Visual intent is a must-have mentality of a street photographer when out looking for a good shot.

If you just wander around just hoping to see something happen, you probably won’t see much in the way of good street photography material.
Photographers look for change that happens before their eyes. Walking, looking, observing, is an active mentality. You’re looking for something that is connected, in some way or another, to a strong intention that you have.
Your intention helps you discover the moments when you can capture a shot that is worth keeping.
I find that when I think about my intentions before going out to do street photography, I am thinking about finding a scene that gives me the opportunity to express myself in the way I see life.
It might sound heavy, but as a photographer, and a writer, I’m automatically inspired and fascinated by the fact that, really, we are alone. We desire to be together, and sometimes we over do it when we try and build friendships. It’s the human condition. Aloneness, trying to find a way into other people’s lives to create fulfilment. That’s the short version.

So, when I’m out taking street photos, I’m automatically drawn to single figures bobbing along the street.
If it’s summer time, you see a lot of people drifting around enjoying the warmth, the blue skies and the heated breeze. That creates a mood. Not of loneliness, but of ‘happy to be alone’. Those are positive feelings. I can’t photograph feelings, so, I intend to look for that decisive moment when a person shows me with physical actions that they are aware of their aloneness, but happy with it. That’s an idea, and I find it challenging, but worth pursuing as a photographer.


If your intentions on finding a moment of action on the street is challenging, it’s worth pursuing. Think of that old saying, if you can imagine it, you can create it.
But right now, your brain might not have enough material to work with in order to figure out how. Practise on the street, and you’ll begin to see things happening that connect to your own intentions as a street photographer. That’s how growth as a photographer happens.
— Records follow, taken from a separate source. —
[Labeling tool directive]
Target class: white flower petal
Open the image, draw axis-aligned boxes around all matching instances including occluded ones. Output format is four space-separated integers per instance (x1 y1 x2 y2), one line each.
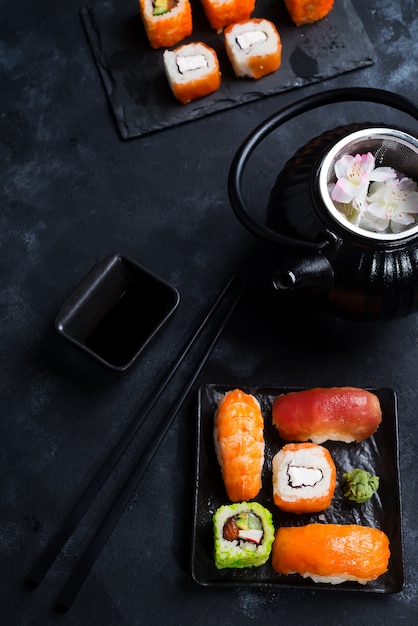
391 213 416 225
369 166 397 182
366 202 388 218
334 154 354 179
361 215 389 231
332 187 352 204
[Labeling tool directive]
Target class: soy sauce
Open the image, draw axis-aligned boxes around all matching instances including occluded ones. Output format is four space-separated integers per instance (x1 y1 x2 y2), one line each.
85 287 166 368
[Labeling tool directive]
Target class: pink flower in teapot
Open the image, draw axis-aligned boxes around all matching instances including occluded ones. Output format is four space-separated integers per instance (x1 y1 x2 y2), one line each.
365 176 418 232
330 152 418 234
331 152 395 212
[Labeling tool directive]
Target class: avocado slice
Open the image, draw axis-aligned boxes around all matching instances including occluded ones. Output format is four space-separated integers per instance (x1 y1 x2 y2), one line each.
153 0 169 16
235 512 262 531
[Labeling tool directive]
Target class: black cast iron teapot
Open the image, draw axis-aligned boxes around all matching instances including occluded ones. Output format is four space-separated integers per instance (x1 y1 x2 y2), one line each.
228 88 418 321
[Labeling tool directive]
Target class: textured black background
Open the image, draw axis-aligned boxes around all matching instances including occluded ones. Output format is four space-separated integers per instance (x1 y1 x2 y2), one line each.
1 0 418 624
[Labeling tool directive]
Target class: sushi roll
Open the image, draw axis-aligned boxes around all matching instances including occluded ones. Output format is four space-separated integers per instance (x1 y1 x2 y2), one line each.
139 0 193 49
163 42 221 104
284 0 334 26
272 442 336 513
214 389 264 502
272 523 390 584
272 387 382 444
213 501 275 569
200 0 256 34
224 19 282 80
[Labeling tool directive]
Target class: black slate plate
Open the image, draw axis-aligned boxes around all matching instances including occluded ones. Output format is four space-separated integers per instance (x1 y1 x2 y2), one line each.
80 0 375 139
191 385 404 593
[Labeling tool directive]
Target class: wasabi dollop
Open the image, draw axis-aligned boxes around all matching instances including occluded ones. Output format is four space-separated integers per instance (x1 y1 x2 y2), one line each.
343 468 379 503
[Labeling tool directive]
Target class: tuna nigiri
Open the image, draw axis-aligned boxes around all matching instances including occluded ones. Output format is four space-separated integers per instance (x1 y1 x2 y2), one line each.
272 523 390 584
272 387 382 444
272 443 336 513
284 0 334 26
214 389 264 502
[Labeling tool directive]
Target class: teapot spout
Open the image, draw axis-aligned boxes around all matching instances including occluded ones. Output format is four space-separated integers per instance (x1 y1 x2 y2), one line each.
272 254 334 293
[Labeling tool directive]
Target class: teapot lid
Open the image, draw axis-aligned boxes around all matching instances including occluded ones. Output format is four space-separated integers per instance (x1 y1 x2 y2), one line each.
318 128 418 241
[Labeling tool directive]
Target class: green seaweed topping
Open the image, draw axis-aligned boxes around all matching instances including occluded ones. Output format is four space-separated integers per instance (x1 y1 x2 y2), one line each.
343 468 379 503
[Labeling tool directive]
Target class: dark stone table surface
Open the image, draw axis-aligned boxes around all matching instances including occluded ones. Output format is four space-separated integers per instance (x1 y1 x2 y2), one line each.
1 0 418 623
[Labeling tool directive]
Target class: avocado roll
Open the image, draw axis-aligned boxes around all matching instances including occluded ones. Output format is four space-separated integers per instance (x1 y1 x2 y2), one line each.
213 501 274 569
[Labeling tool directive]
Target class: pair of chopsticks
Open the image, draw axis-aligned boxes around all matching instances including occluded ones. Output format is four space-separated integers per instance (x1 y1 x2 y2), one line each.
29 274 243 609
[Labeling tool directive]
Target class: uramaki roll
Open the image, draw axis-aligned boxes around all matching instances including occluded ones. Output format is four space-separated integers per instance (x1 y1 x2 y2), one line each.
163 42 221 104
272 442 336 513
200 0 256 34
224 18 282 79
284 0 334 26
139 0 193 49
272 523 390 584
213 501 275 569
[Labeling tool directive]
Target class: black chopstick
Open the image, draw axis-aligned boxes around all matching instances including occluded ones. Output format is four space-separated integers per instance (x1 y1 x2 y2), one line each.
57 278 243 609
29 274 240 587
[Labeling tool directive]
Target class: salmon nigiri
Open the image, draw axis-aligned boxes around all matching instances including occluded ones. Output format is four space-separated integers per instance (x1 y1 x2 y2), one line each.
272 524 390 584
214 389 264 502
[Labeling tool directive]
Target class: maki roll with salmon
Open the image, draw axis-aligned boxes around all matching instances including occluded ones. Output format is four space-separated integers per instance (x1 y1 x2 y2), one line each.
139 0 193 49
163 42 221 104
284 0 334 26
272 442 336 513
213 502 275 569
214 389 264 502
200 0 256 34
272 523 390 584
224 18 282 79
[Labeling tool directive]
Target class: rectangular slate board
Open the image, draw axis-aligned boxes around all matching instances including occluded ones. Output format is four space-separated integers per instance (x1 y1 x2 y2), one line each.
81 0 375 139
191 385 404 593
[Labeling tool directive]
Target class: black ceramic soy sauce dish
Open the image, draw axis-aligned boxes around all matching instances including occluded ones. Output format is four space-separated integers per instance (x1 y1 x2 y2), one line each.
55 253 180 371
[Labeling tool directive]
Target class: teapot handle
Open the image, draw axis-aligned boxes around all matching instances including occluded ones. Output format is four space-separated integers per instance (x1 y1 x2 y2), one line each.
228 87 418 251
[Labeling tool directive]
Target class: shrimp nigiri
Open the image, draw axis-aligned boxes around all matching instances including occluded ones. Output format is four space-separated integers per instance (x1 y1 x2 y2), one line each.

Growth as a street photographer is about learning to see clearly. The camera is a tool we use to practise that action.
If you take street photography seriously enough, you’ll get better. This happens because of your strong intentions on finding scenes and actions involving people that reflect those small moments in life that make us wake up. Hopefully, when you see that moment, and you capture it just right, people will look at your photos and see it, too. Often when you achieve this, and a people love your photos, they know that something is there in the photo that is highly attractive. Your photo is causing a reaction. You created a little piece of magic that connects with other people’s feelings.
We can’t photograph feelings, but the results of our work on the street can connect feelings.
Often, those connections are very important ways that helps other people confirm that we are all basically the same inside. We all have the same needs, and fears, and we are all in this together. That helps people to feel less anxious about life.
Street photography is an art. It certainly isn’t a way to make money, and to be honest, that’s a good thing. It means that it stays pure as a practice, similar to painting and music.
The artist works hard, learns, deepens their knowledge and produces great work. When they offer it to the world, the world says, “oh wow, yes, give it to me, but I can’t pay for it.” That’s life. But it keeps the arts pure of intention.
Intention is a powerful mentality in all the arts. It doesn’t feed our stomachs, but when it’s the main motivator, it brings us what we are truly looking for, great photos that make people stop in their tracks and begin to think about something important. Life.
Photographic intentions are really about wanting to see something that you think you have missed. You want to hone your skills at discovering that small moment of joy, sadness, or some other emotional activity that humans experience. We practise seeing like any artist would practise using their main tool. The eyes.
The eyes are another tool, it’s the brain, really. How we think is how we perceive the world. Then we begin to understand what’s important to us. Some of seem to be born with a bit more accent on the visual side of thinking, so we go for the eyes and learn to use them.
Others like moulding things with their hands, so they learn how to use physical touch to a fine degree.
The intent that is important when working on street photography is up to you. You may be a visual person, but that doesn’t mean that everything is in colour for you. Black & white photography is beautiful when done well. To work with the fine tones that slide into each other is a difficult skill to master.
When I went to art school, I thought I’d be splashing colourful paint around the studio. I was immediately told that it’d be a year before I can start using colour. Firstly, I had to understand the tones, their values, and their finesse. That’s when I discovered the beauty of simple black and white tones in a visual work.
If you work in black and white photography for a while, you’ll produce some great work. When you go back to colour photography you’ll immediately see how working only with simple tones, and avoiding the extra work of colour, gave you a better understanding of how to combine the balance of chromatic tones. Your sense of colour balance will be so much better.
When we learn how to see with a camera, we are also practising how to use the camera. Don’t use automatic – it isn’t better that what’s inside of you. You can discover your true intentions as a street photographer when you practice everything on manual settings.
Here are the manual Settings
Manual shutter speed, manual ISO, manual F stop, and above all, manual brain setting. Don’t coast and drift when creating photos on the street. You’ll thank yourself for putting enough thought into what’s important to you personally.